Le 10 août, le ministre kosovar des Affaires étrangères, Enver Hoxhaj, a assuré au BIRN, le réseau de journalisme d’investigation des Balkans, que Vuk Jeremić n’était pas engagé pour la paix, et ne devrait donc pas obtenir le poste de secrétaire général de l’ONU. Pour le ministre, le candidat serbe est « le plus inadéquat », étant donné qu’il ne possède pas le « caractère pacifique » que devrait avoir le secrétaire général de l’ONU.

« En tant que ministre des Affaires étrangères serbe, Vuk Jeremić a fait pression contre la reconnaissance internationale du Kosovo et s’est opposé aux politiques américaines et européennes dans le pays », a-t-il souligné. « Ses positions destructrices font de lui le candidat le plus inadéquat pour avancer la doctrine ‘responsabilité de protection’ et le principe résolution pacifique des conflits promus par l’ONU. »

Dans les deux votes blancs organisés respectivement le 21 juillet et le 5 août, le candidat serbe est arrivé cinquième, puis second. Un troisième vote a eu lieu le 29 août. Trois candidats sont en tête : Irina Bokova, António Guterres et Miroslav Lajčák.

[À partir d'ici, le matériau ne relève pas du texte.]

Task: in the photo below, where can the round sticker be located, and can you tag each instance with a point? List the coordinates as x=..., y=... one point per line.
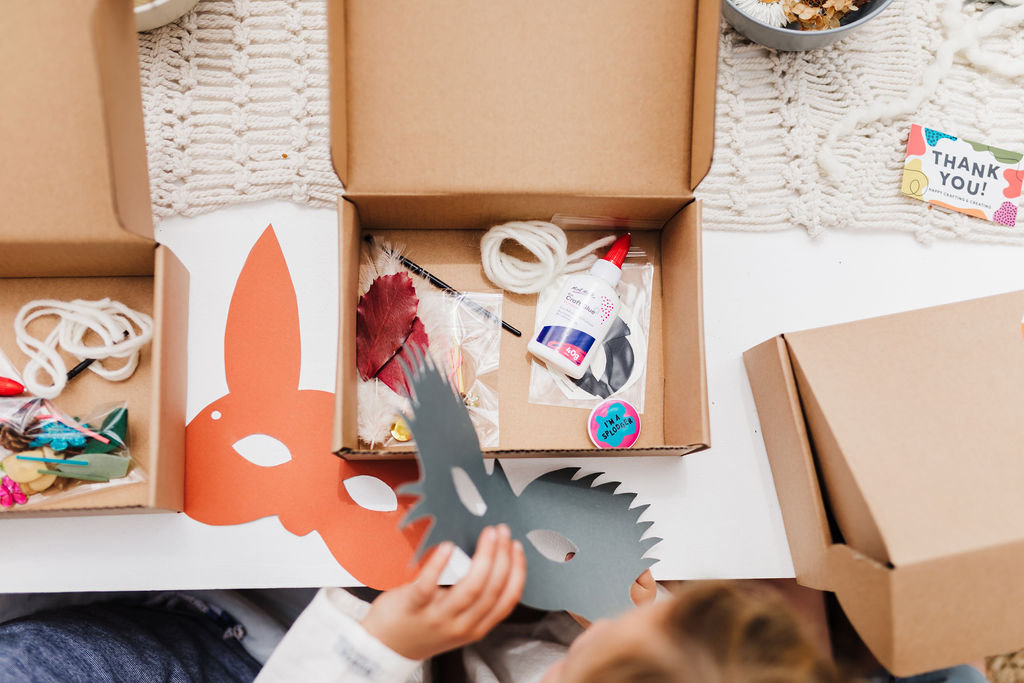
x=613, y=424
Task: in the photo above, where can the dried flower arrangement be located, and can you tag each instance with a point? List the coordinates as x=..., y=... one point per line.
x=806, y=14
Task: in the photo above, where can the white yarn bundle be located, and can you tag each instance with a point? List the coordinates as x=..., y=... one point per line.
x=122, y=333
x=545, y=241
x=964, y=35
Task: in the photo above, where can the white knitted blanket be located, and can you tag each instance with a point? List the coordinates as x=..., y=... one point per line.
x=237, y=110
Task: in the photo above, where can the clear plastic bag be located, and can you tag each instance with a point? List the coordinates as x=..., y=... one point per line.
x=464, y=341
x=620, y=366
x=46, y=455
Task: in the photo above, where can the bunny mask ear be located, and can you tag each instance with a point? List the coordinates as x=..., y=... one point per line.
x=307, y=491
x=262, y=348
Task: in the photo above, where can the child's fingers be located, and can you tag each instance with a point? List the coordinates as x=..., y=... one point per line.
x=468, y=590
x=644, y=589
x=496, y=579
x=511, y=592
x=425, y=583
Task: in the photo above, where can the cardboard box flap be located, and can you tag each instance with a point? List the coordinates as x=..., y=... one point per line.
x=793, y=465
x=534, y=97
x=923, y=411
x=74, y=171
x=896, y=613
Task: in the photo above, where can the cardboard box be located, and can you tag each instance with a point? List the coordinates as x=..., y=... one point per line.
x=895, y=447
x=78, y=222
x=450, y=117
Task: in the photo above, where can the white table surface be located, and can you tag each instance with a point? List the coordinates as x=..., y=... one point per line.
x=716, y=510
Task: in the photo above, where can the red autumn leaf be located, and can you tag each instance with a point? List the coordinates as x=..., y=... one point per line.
x=383, y=322
x=391, y=374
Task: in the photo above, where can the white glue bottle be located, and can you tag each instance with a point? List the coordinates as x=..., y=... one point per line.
x=573, y=328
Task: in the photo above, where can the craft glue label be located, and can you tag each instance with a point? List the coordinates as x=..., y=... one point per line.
x=582, y=314
x=576, y=322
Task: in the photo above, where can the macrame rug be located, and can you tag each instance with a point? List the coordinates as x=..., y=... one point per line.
x=236, y=103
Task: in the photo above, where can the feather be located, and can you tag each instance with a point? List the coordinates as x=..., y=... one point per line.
x=379, y=259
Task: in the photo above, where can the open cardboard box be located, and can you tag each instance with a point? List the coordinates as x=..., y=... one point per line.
x=895, y=445
x=450, y=117
x=78, y=224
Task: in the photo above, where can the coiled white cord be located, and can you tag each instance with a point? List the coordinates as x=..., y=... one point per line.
x=122, y=334
x=545, y=241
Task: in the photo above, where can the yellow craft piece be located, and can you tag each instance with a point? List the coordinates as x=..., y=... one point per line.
x=399, y=431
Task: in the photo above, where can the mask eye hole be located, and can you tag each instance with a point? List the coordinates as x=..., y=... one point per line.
x=262, y=450
x=468, y=493
x=372, y=494
x=552, y=545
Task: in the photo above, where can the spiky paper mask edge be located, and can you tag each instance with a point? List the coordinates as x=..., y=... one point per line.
x=607, y=536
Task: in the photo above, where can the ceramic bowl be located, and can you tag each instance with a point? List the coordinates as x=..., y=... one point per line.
x=158, y=12
x=794, y=40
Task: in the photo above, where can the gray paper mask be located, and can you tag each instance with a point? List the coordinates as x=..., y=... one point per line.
x=605, y=531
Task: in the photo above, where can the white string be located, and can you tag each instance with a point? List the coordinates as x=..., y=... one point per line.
x=122, y=333
x=964, y=34
x=545, y=241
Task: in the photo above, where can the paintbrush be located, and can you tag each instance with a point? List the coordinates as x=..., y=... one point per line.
x=444, y=287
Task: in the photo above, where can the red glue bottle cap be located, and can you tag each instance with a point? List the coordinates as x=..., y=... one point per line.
x=9, y=387
x=609, y=267
x=620, y=248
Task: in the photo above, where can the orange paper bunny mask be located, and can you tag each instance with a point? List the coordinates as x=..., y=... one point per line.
x=307, y=489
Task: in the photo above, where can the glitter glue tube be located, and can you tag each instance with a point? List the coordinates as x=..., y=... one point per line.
x=582, y=314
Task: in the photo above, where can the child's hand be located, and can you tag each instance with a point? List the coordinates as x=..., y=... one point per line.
x=422, y=619
x=644, y=589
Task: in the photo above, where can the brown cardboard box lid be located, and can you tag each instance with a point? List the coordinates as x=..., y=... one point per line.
x=532, y=97
x=924, y=411
x=73, y=171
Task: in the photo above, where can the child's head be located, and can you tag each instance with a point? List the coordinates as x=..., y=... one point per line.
x=711, y=633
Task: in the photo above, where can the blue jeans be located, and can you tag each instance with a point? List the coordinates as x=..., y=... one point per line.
x=171, y=639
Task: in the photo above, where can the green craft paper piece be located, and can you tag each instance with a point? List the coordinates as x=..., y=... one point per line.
x=105, y=465
x=115, y=428
x=1001, y=156
x=74, y=475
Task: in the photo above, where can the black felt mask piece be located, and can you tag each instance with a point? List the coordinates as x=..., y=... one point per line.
x=619, y=359
x=604, y=530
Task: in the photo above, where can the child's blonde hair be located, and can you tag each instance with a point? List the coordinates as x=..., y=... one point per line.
x=726, y=633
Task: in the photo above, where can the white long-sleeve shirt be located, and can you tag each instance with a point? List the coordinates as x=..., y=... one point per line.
x=328, y=643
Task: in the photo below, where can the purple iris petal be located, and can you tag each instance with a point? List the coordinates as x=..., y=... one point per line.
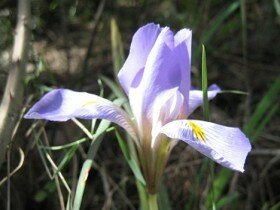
x=196, y=97
x=141, y=45
x=63, y=104
x=166, y=108
x=225, y=145
x=167, y=67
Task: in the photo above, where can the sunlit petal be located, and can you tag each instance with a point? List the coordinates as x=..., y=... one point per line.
x=167, y=67
x=63, y=104
x=226, y=145
x=141, y=45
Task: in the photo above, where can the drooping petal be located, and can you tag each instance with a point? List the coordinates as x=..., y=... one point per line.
x=167, y=67
x=225, y=145
x=141, y=45
x=63, y=104
x=196, y=97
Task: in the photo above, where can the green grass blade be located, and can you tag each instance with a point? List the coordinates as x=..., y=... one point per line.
x=264, y=121
x=227, y=200
x=204, y=84
x=82, y=183
x=98, y=137
x=268, y=100
x=265, y=110
x=277, y=7
x=163, y=199
x=67, y=157
x=130, y=160
x=117, y=47
x=216, y=23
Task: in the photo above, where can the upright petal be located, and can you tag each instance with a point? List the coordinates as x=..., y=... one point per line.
x=167, y=67
x=167, y=107
x=63, y=104
x=141, y=45
x=225, y=145
x=196, y=97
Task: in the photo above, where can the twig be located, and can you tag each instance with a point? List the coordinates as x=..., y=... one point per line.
x=92, y=36
x=13, y=94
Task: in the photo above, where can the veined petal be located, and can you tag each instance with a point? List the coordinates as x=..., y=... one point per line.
x=167, y=107
x=225, y=145
x=196, y=97
x=167, y=67
x=63, y=104
x=141, y=45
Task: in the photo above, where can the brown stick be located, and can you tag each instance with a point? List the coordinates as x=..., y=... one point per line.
x=13, y=95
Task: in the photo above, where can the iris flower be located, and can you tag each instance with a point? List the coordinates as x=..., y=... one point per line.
x=156, y=80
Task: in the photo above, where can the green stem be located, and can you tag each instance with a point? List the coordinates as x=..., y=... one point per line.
x=152, y=199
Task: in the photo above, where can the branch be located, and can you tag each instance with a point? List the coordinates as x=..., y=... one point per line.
x=13, y=95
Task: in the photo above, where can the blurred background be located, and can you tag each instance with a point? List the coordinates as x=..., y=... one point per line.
x=74, y=43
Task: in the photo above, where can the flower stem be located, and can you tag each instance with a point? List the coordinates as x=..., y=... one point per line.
x=152, y=199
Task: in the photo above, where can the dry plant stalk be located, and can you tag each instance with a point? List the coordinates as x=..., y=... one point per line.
x=13, y=95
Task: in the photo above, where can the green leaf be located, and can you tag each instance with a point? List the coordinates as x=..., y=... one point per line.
x=130, y=160
x=227, y=200
x=163, y=199
x=264, y=106
x=117, y=47
x=98, y=137
x=216, y=23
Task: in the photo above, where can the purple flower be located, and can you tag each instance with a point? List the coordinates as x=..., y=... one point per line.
x=156, y=79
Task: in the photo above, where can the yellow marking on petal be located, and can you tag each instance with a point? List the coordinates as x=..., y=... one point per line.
x=90, y=102
x=197, y=131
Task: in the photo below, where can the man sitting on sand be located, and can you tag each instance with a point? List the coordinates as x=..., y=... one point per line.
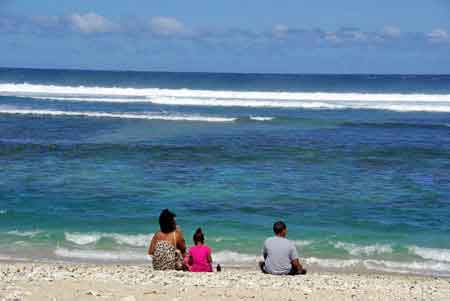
x=280, y=254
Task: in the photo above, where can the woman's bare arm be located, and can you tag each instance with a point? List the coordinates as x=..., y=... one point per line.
x=181, y=243
x=151, y=248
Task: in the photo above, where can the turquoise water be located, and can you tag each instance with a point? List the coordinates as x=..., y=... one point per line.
x=357, y=166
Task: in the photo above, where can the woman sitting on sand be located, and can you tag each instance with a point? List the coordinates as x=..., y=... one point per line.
x=199, y=257
x=167, y=247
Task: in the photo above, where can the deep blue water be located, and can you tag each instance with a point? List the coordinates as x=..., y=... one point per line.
x=357, y=165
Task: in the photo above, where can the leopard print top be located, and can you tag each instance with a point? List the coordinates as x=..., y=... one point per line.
x=166, y=256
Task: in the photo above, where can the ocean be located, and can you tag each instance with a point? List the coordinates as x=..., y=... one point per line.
x=356, y=165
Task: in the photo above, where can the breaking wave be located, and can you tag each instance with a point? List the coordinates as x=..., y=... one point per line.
x=188, y=97
x=138, y=240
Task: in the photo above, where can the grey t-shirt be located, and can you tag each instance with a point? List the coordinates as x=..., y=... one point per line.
x=280, y=253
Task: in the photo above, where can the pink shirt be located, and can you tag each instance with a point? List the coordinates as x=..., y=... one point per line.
x=199, y=255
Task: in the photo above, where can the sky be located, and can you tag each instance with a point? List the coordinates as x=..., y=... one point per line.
x=264, y=36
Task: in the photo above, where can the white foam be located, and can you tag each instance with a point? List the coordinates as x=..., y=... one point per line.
x=100, y=255
x=416, y=267
x=24, y=233
x=431, y=253
x=303, y=243
x=357, y=250
x=234, y=257
x=332, y=263
x=82, y=239
x=113, y=115
x=187, y=97
x=260, y=118
x=25, y=89
x=138, y=240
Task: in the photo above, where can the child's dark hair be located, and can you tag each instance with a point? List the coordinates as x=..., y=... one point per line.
x=198, y=236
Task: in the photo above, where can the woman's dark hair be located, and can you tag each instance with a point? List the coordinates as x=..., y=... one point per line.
x=278, y=227
x=167, y=222
x=198, y=236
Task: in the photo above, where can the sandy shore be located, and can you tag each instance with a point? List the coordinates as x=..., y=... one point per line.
x=45, y=281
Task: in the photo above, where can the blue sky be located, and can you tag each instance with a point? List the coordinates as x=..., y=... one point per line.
x=228, y=36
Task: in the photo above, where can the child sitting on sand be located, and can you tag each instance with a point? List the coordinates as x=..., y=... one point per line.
x=199, y=256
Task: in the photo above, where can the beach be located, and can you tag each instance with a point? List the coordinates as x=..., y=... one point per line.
x=64, y=281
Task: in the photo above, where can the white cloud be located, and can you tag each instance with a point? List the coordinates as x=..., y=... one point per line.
x=280, y=31
x=167, y=26
x=391, y=32
x=439, y=35
x=91, y=23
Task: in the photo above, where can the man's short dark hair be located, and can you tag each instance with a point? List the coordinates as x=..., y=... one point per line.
x=278, y=227
x=167, y=222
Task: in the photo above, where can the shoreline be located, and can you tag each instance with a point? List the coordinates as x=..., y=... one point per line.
x=70, y=281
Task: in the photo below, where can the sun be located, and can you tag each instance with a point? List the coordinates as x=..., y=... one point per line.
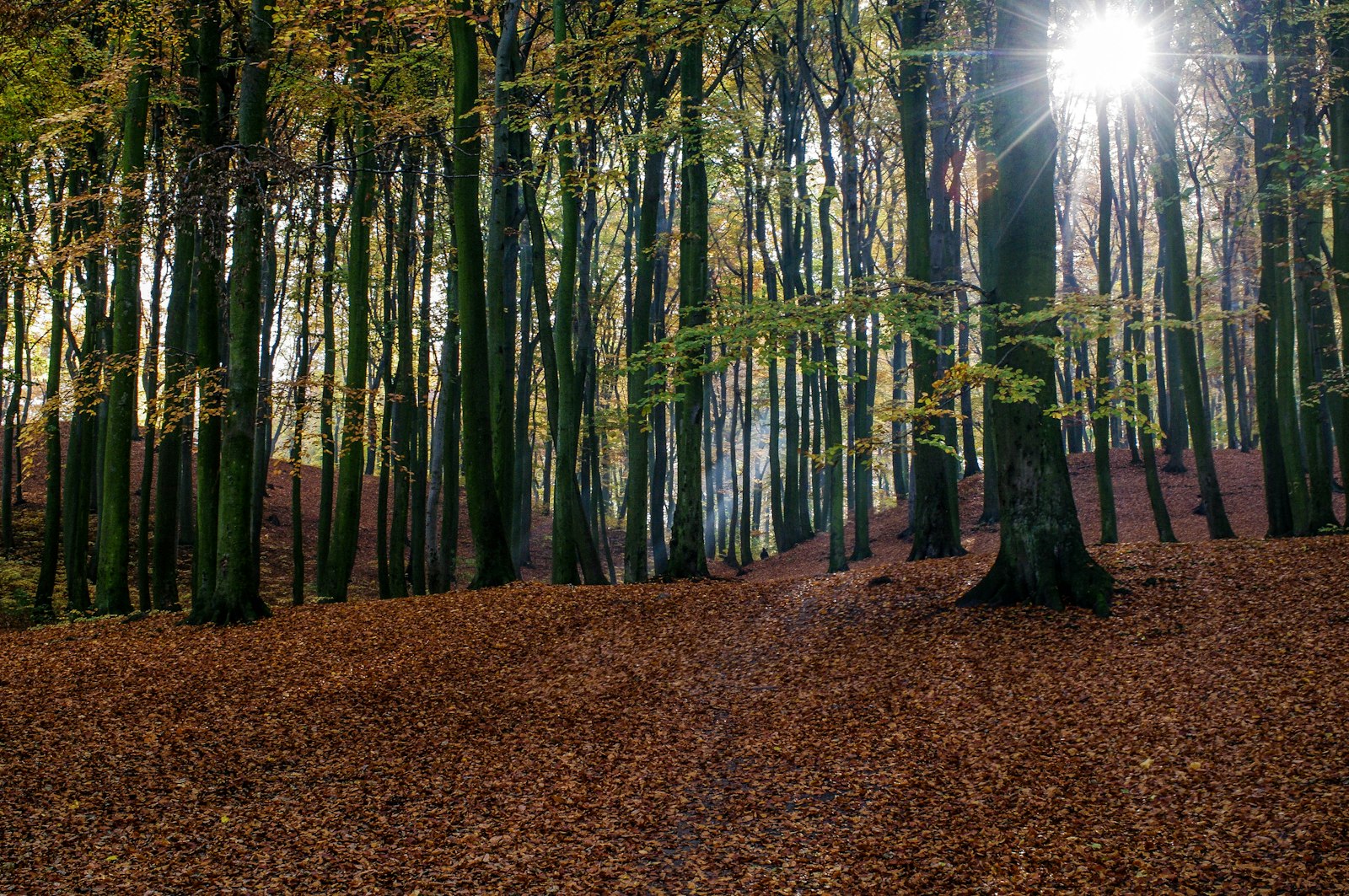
x=1110, y=53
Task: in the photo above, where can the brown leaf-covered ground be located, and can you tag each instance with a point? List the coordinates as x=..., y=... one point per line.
x=789, y=736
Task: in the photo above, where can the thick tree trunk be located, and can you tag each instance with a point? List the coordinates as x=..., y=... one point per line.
x=1042, y=557
x=114, y=594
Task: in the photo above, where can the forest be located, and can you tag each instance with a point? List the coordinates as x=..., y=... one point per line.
x=793, y=378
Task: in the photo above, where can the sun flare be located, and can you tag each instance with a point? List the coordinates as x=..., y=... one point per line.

>> Lire : Les Européens en bonne position pour le poste de secrétaire général de l’ONU

Lors de ce vote, les membres du Conseil de sécurité de l’ONU avaient trois options : encourager, dissuader ou n’exprimer aucune opinion sur les 12 candidats. Le troisième vote blanc a pour objectif de convaincre le plus de candidats possible de se retirer, afin que les négociations commencent sur un nombre plus restreint de nominés, selon les diplomates.

Les cinq membres permanents du Conseil (États-Unis, Russie, Chine, Royaume-Uni et France) ont un droit de véto, qui n’a cependant pas encore été utilisé. La procédure devrait se conclure d’ici la fin de l’année, étant donné que le mandat de Ban-ki Moon touche à sa fin le 31 décembre.